The fairness of predictions increased while the accuracy level remained high across all states with the DualFair method, making racial discrimination against minority groups from mortgage lenders more difficult.

The researchers also used an existing fairness metric known as average odds difference. However, this difference can only measure fairness in one sensitive attribute at a time – so they created their own fairness metric, called alternate world index, which accounts for bias from multiple sensitive attributes and options as a whole.

Using this metric, they found that DualFair increased fairness in predictions for four of the six states while maintaining high accuracy.

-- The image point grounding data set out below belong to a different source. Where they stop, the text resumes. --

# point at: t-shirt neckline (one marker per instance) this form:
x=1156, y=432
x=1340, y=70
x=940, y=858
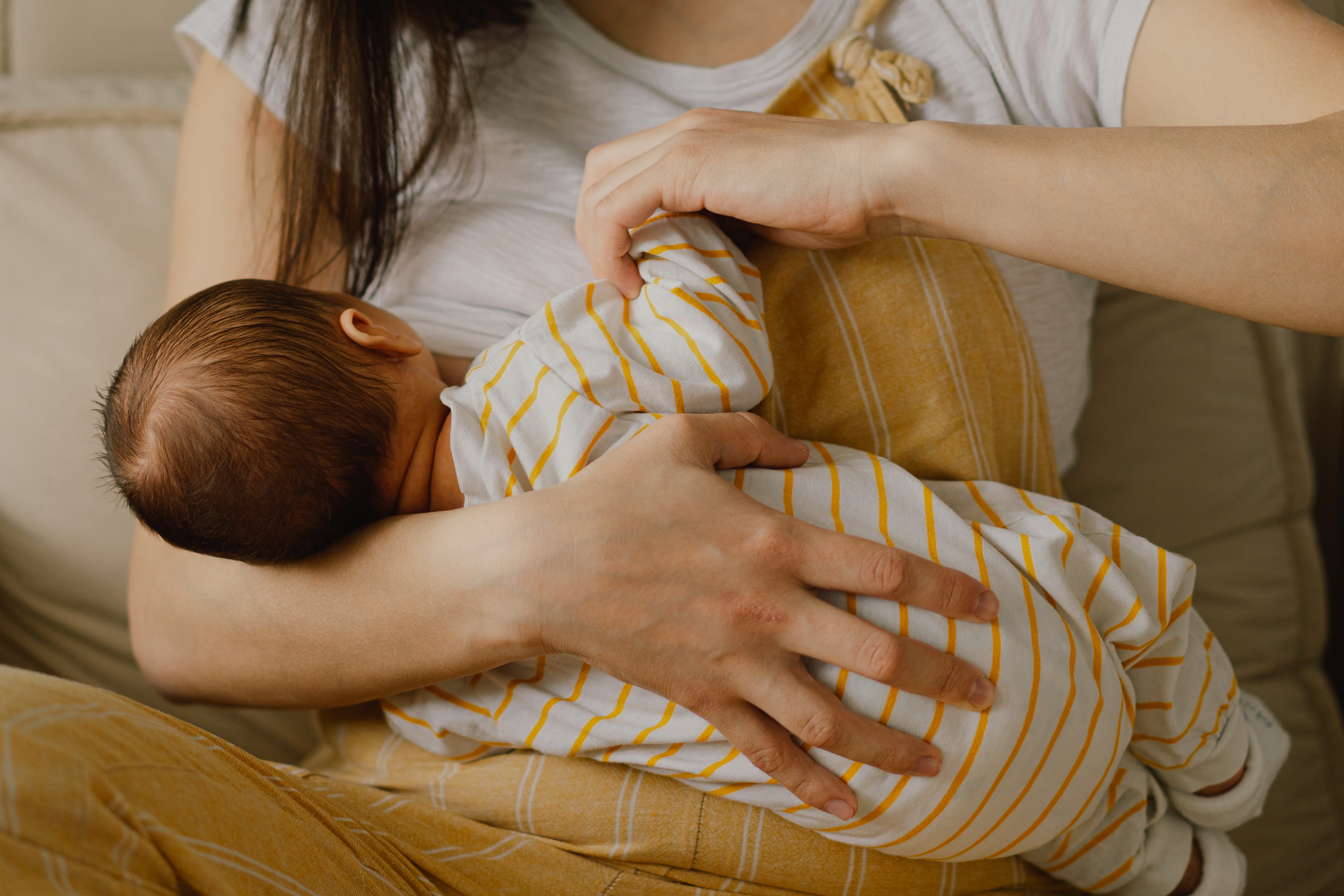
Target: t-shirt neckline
x=697, y=85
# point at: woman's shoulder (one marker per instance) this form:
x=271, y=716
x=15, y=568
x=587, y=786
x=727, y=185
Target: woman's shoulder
x=1032, y=62
x=210, y=29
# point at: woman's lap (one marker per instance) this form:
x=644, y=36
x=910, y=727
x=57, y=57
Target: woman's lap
x=101, y=795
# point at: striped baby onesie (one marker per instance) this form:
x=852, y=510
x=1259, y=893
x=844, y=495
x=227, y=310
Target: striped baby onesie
x=1112, y=691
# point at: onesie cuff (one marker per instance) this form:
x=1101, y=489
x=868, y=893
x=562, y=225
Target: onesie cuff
x=1221, y=761
x=1167, y=846
x=1225, y=866
x=1268, y=749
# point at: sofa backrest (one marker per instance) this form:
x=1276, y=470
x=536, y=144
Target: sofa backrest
x=91, y=37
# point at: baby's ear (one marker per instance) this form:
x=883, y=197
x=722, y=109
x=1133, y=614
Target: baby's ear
x=361, y=330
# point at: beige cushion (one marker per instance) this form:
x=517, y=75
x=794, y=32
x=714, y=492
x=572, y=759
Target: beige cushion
x=87, y=171
x=1195, y=439
x=95, y=37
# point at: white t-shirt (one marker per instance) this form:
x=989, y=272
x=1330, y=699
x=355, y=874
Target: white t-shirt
x=487, y=250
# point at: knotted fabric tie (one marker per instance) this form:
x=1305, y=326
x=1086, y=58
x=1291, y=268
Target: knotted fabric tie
x=873, y=72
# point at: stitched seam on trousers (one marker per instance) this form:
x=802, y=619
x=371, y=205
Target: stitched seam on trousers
x=700, y=831
x=615, y=882
x=149, y=887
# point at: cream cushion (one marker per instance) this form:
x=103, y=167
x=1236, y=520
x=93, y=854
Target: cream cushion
x=1195, y=437
x=87, y=171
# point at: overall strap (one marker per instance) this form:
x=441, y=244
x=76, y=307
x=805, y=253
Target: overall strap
x=880, y=73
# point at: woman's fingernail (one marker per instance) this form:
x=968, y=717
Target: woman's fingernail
x=982, y=694
x=987, y=606
x=841, y=809
x=927, y=768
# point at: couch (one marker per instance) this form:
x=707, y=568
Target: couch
x=1212, y=436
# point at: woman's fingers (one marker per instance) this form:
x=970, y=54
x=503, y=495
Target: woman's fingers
x=818, y=718
x=728, y=441
x=800, y=181
x=833, y=636
x=843, y=563
x=767, y=745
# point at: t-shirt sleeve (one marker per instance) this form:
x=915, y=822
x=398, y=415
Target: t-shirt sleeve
x=208, y=29
x=1056, y=62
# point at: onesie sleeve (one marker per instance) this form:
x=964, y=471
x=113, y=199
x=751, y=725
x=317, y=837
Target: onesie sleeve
x=1060, y=64
x=693, y=342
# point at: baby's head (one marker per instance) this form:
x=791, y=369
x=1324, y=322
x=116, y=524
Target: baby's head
x=256, y=421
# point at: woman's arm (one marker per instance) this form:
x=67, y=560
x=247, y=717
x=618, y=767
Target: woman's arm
x=1243, y=218
x=647, y=563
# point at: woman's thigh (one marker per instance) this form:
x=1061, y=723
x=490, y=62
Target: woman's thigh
x=101, y=795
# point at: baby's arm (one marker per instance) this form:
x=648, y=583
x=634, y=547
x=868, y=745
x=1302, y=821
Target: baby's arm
x=693, y=340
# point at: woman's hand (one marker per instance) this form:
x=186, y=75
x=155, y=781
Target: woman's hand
x=800, y=182
x=654, y=569
x=1241, y=218
x=647, y=565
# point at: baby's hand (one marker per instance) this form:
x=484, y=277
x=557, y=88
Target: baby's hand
x=1214, y=790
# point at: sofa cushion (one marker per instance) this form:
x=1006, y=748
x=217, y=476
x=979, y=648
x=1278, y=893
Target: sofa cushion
x=1195, y=439
x=87, y=172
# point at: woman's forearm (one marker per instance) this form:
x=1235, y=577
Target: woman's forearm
x=390, y=609
x=1241, y=220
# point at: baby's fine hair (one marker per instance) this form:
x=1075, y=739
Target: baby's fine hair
x=244, y=425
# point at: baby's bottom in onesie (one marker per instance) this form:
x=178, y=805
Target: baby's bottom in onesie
x=1099, y=659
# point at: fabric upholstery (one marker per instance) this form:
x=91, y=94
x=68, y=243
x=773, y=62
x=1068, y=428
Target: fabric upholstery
x=1195, y=439
x=87, y=171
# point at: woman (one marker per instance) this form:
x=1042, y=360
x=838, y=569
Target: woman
x=392, y=614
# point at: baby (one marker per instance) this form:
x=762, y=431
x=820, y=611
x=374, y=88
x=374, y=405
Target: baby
x=261, y=422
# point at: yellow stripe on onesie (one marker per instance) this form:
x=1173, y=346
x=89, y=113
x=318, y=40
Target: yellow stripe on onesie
x=1109, y=683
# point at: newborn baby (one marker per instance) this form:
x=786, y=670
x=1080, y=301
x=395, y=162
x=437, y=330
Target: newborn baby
x=261, y=422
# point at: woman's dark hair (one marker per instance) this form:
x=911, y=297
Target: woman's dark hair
x=351, y=158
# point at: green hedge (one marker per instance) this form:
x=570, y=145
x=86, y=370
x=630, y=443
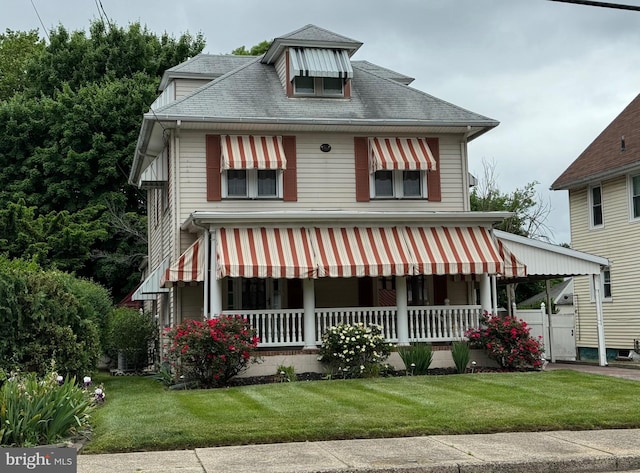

Gupta stated: “Researchers have mostly tried to classify biased cases as binary so far. There are multiple parameters to bias, and these multiple parameters have their own impact in different cases. They are not equally weighed. Our method is able to calibrate it much better.”

Khan finalised: “It is the common belief that if you want to be accurate, you have to give up on fairness, or if you want to be fair, you have to give up on accuracy. We show that we can make strides toward lessening that gap.”

“Technology, very bluntly, works only for a certain group of people. In the mortgage loan domain in particular, African American women have been historically discriminated against. We feel passionate about making sure that systemic racism does not extend to algorithmic models.

“There is no point in making an algorithm that can automate a process if it doesn’t work for everyone equally.”